Выбрать главу

Чем больше времени проходило со дня смерти Петра Великого — тем больше сомнений вызывал у шведов Ништадтский мир, добытый оружием первого русского императора. Войну с Россией шведы считали неизбежностью — и заранее готовили прискорбные для России условия будущего мирного договора, вплоть до перехода Санкт-Петербурга под власть шведской короны. Шведы знали, что Балтийский флот, представлявший грозную силу в петровские времена, потерял боеспособность. Много лет в Петербурге не было хозяина, не было крепкой руки: сплошное женское царство да коронованные недоросли, которые вели политику расточительную и не сориентированную на государственный интерес. В Европе многие считали, что на таком политическом фоне российская армия значительно ослабла. К тому же шведский посланник в Петербурге Эрик Нолькен докладывал в Стокгольм о значительных потерях, которые русские понесли в войне с турками.

Они недооценивали силу русского оружия: даже дворцовые перевороты и придворное воровство не помеха для армии, которой Пётр Великий дал толчок к развитию.

Между тем как раз шведская армия после Карла XII потеряла стержень. К войне они готовились долго — но в большей степени на словах. Оперативно двинуться в поход не удавалось: столкнувшись с подобной медлительностью, великий Карл, несомненно, впал бы в ярость. Впрочем, шведская казна была истощена как раз войнами блистательного короля-воина — и теперь рассчитывать приходилось только на французские субсидии. Париж, не заинтересованный во вмешательстве России в войны за австрийское наследство, стремился разжечь пламя вражды между Стокгольмом и Петербургом.

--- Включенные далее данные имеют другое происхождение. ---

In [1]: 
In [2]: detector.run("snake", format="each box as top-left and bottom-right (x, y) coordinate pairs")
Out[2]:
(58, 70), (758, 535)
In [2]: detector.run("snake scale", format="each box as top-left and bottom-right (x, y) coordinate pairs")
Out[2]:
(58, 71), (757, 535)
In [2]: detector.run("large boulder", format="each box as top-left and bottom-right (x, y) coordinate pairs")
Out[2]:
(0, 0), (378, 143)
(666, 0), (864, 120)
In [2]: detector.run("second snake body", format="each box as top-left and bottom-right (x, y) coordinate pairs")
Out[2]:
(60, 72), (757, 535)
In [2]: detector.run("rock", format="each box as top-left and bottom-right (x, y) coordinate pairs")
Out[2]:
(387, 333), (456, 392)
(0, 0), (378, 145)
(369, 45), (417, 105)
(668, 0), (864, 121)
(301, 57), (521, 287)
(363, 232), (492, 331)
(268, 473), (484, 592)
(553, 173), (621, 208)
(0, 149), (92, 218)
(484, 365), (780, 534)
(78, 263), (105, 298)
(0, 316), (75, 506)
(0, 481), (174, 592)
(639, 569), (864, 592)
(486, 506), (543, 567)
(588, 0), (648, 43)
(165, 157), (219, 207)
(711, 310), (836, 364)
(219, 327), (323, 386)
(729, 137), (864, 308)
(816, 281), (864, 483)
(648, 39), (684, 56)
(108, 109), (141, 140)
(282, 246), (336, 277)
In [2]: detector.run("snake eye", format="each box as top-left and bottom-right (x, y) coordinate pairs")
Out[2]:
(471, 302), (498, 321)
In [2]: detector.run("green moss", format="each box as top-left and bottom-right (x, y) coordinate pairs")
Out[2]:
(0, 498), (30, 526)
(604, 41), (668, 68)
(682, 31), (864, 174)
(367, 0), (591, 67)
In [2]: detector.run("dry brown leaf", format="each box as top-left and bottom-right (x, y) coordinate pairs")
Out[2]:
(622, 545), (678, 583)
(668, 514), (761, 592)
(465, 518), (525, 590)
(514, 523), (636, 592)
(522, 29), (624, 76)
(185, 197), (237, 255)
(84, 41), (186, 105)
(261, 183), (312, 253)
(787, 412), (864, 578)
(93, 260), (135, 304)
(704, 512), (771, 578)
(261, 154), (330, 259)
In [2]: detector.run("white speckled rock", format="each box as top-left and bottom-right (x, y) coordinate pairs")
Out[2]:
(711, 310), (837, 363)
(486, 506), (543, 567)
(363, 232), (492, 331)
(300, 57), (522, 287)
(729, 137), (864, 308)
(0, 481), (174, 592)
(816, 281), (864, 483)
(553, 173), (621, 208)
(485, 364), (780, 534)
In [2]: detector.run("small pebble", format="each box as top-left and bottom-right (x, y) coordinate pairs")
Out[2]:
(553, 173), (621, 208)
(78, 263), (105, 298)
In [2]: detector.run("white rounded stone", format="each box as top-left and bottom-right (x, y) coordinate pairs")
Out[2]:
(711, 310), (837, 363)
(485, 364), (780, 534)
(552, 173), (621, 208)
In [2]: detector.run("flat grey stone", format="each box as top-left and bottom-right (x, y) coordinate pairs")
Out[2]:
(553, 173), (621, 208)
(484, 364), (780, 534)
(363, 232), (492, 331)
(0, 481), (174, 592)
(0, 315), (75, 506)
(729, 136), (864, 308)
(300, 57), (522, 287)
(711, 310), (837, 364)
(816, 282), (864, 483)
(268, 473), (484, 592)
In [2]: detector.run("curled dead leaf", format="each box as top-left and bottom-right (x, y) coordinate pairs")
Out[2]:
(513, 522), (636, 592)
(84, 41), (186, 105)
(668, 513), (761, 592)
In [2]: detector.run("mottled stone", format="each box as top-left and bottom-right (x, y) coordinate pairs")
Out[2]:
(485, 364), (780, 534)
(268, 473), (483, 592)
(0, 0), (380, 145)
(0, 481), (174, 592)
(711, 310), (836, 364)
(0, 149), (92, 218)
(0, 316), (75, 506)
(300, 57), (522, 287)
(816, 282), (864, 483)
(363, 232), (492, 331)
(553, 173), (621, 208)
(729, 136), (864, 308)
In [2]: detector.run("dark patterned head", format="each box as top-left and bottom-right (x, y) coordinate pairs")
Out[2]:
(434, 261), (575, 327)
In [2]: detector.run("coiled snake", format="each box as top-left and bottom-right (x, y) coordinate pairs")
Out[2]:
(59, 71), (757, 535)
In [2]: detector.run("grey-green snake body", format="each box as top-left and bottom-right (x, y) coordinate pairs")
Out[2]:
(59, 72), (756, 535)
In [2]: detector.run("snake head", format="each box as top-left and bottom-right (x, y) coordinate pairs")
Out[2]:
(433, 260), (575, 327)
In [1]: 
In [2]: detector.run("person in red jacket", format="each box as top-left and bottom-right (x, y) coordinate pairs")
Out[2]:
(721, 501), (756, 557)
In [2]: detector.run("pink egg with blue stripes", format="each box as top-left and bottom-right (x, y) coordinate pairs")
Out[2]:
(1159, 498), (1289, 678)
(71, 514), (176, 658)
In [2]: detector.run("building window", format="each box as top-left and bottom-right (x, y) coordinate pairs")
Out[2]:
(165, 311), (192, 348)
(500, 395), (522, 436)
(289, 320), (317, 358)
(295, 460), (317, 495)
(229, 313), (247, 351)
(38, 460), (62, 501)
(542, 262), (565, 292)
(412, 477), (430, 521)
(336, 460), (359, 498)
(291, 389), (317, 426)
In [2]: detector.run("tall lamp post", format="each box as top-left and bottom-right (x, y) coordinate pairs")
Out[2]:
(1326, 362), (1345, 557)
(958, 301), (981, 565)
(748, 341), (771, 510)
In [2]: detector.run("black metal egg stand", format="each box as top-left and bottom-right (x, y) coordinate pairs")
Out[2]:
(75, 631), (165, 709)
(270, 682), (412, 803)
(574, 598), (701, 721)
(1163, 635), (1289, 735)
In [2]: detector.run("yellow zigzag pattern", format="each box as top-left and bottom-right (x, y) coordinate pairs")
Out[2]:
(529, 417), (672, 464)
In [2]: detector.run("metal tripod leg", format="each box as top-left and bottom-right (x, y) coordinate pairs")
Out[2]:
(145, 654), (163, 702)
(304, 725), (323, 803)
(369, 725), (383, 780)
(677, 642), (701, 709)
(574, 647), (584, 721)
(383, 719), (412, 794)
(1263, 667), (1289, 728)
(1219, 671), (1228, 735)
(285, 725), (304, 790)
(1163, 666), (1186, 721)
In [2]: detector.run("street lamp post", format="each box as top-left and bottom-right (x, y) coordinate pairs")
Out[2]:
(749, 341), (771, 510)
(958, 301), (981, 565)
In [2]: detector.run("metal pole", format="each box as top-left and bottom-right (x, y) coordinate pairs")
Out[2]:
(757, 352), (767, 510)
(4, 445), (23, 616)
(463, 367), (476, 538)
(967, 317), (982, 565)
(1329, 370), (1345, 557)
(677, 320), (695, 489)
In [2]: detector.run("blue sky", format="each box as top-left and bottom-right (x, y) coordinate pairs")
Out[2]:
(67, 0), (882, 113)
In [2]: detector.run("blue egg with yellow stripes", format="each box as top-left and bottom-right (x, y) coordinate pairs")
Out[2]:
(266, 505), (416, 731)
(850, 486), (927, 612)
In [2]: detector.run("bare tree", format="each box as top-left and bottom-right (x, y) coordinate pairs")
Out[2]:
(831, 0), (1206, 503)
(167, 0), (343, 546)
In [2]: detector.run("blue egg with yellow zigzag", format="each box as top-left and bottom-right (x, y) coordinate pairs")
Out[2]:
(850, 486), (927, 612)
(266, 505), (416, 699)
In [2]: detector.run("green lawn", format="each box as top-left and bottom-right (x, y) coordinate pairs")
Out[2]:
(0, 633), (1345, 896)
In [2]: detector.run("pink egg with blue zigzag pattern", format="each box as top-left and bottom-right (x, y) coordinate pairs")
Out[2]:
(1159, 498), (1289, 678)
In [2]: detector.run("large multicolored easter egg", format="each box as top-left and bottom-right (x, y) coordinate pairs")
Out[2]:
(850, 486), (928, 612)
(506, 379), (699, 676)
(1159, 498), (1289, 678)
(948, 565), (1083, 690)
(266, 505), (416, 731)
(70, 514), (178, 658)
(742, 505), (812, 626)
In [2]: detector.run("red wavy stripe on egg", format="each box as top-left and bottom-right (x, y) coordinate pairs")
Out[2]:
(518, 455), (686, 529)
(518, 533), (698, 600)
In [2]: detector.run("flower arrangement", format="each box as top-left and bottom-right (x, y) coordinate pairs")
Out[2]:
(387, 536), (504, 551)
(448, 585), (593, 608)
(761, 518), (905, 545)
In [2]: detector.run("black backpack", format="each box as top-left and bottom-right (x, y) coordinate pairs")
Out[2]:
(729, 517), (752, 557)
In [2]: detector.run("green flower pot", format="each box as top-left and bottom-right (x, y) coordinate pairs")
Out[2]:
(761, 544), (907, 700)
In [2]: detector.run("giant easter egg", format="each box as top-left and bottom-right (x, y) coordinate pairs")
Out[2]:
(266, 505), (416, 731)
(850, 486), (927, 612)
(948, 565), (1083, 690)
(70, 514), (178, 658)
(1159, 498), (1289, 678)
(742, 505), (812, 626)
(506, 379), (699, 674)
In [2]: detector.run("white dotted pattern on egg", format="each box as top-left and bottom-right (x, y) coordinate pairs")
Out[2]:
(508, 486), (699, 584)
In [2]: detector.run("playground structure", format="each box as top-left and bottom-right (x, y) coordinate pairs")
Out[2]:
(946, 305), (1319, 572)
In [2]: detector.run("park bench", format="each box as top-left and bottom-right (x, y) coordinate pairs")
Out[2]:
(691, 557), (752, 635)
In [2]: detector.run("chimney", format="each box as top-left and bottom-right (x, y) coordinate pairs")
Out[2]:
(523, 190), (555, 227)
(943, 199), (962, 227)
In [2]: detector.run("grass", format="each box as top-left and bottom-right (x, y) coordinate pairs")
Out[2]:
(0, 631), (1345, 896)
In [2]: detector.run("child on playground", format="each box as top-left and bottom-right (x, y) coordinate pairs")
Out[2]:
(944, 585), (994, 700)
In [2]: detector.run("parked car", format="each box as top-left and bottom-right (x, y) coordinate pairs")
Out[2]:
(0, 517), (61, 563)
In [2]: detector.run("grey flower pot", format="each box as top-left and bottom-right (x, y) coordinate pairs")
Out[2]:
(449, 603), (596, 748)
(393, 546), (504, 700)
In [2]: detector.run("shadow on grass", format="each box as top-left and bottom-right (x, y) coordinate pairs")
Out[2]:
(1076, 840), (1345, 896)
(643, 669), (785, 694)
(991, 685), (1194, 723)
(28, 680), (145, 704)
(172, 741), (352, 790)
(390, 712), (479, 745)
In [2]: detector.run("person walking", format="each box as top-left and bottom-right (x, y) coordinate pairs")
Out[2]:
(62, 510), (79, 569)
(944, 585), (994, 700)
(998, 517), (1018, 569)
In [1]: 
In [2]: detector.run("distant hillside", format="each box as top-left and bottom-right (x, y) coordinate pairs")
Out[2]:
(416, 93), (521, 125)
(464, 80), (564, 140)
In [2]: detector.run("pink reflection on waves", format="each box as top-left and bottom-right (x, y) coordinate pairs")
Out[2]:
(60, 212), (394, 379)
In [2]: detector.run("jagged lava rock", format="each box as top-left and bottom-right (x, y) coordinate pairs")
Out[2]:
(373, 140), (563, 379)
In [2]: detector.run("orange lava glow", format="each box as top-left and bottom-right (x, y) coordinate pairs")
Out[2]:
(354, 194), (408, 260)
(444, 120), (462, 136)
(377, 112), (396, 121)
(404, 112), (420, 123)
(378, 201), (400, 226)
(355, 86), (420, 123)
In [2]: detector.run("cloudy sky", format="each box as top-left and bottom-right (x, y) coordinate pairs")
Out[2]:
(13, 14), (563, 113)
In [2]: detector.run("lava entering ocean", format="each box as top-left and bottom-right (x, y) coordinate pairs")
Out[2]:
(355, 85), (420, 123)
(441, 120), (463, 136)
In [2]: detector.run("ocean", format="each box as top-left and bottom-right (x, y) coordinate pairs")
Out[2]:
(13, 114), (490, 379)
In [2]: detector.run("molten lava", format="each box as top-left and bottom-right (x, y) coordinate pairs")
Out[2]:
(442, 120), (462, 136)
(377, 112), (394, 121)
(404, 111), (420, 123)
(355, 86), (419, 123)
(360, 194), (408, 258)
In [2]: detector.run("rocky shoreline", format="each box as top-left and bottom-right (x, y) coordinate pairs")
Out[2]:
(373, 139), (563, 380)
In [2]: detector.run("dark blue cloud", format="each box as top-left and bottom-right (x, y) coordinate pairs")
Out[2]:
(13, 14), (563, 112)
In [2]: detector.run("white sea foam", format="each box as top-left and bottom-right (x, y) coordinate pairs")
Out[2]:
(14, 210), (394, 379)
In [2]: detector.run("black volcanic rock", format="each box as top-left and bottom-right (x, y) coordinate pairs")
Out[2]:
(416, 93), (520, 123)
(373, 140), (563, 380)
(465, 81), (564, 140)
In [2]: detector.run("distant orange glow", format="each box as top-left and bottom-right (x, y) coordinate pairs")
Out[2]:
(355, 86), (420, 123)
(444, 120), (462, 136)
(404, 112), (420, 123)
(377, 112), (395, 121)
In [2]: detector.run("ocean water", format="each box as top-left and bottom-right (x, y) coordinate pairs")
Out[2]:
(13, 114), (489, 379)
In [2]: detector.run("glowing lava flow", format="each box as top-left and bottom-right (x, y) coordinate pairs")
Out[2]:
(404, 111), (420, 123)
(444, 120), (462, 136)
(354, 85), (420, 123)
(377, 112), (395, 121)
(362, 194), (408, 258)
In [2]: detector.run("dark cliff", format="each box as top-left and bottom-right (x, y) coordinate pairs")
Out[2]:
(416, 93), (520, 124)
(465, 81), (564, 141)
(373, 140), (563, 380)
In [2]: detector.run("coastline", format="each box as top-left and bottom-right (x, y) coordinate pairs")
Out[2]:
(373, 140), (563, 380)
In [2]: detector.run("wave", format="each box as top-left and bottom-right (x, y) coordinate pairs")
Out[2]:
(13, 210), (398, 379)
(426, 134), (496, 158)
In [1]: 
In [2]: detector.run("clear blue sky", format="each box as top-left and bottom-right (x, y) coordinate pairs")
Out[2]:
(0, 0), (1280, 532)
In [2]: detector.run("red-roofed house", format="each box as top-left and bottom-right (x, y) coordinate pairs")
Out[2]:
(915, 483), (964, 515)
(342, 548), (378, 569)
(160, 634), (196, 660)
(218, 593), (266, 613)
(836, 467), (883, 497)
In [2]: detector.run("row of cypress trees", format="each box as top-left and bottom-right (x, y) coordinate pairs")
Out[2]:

В июле 1741-го Швеция объявила России войну, выставив странную причину: убийство дипкурьера Малькольма Синклера, который вёз документы о шведско-турецком союзном и военно-наступательном договоре. Несчастный Синклер погиб в Силезии, и его гибель не без оснований приписали русским шпионам, действовавшим по приказу Миниха. К середине лета пятитысячный корпус генерал-лейтенанта Будденброка сосредоточился у Фридрихсгама, трёхтысячный генерал-майора Врангеля — у Вильманстранда. До Петербурга — рукой подать. В Стокгольме запальчиво считали, что шведский солдат стоит десяти русских — и с десятитысячной армией думали взбаламутить Российскую империю. К тому же среди воинов Будденброка насчитывалось немало финнов, которые не оправдают надежд шведской короны. Когда дело дойдёт до серьёзных сражений, шведы перебросят на спорную территорию ещё не более десяти тысяч солдат. Но даже в смутные времена дворцовых переворотов и недолгих царствований Россия без напряжения могла мобилизовать на борьбу со шведами семидесятитысячную армию, разделённую на четыре соединения, прикрывавшие разные направления: Петербург, Выборг, Кронштадт, Прибалтику. Наиболее мощной была выборгская группировка. С ней и начал наступление на шведские позиции фельдмаршал Ласси.

Войска подошли к окрестностям крепости Вильманстранд. В наше время там располагается город Лаппеэнранта — один из крупнейших в Финляндии, с населением более семидесяти тысяч человек. В те времена вокруг крепости крупных населённых пунктов не было. Городок к тому времени уже лет сто был камнем преткновения в военных спорах двух держав.

Там состоялось боевое крещение Румянцева, там артиллерия заглушила его юношеский пыл. Он и после сражения остался баловником и балагуром, но ощутил себя человеком военным — и стал отдаваться службе всей душой.

Ласси предложил Врангелю сдаться, но разъярённые шведы застрелили русского парламентёра-барабанщика. Ласси оставалось только начать артобстрел Вильманстранда — и он решился на это. После канонады — яростный штурм, длившийся ровно час. Русские овладели крепостью — и дрались в тот день ожесточённо. Шведы потеряли убитыми, ранеными и пленными более четырёх тысяч человек — две трети корпуса. В плен попал и раненый Врангель со всем своим штабом.

Ломоносов откликнется на первую победу в новой войне звучными стихами:

Российских войск хвала растет, Сердца продерсски страх трясет, Младой Орел уж льва терзает; Преж нежель ждали, слышим вдруг Победы знак, палящий звук. Россия вновь трофей вздымает В другой на Финских раз полях. Свой яд премерску зависть травит, В неволю тая храбрость славит, В Российских зрила что полках.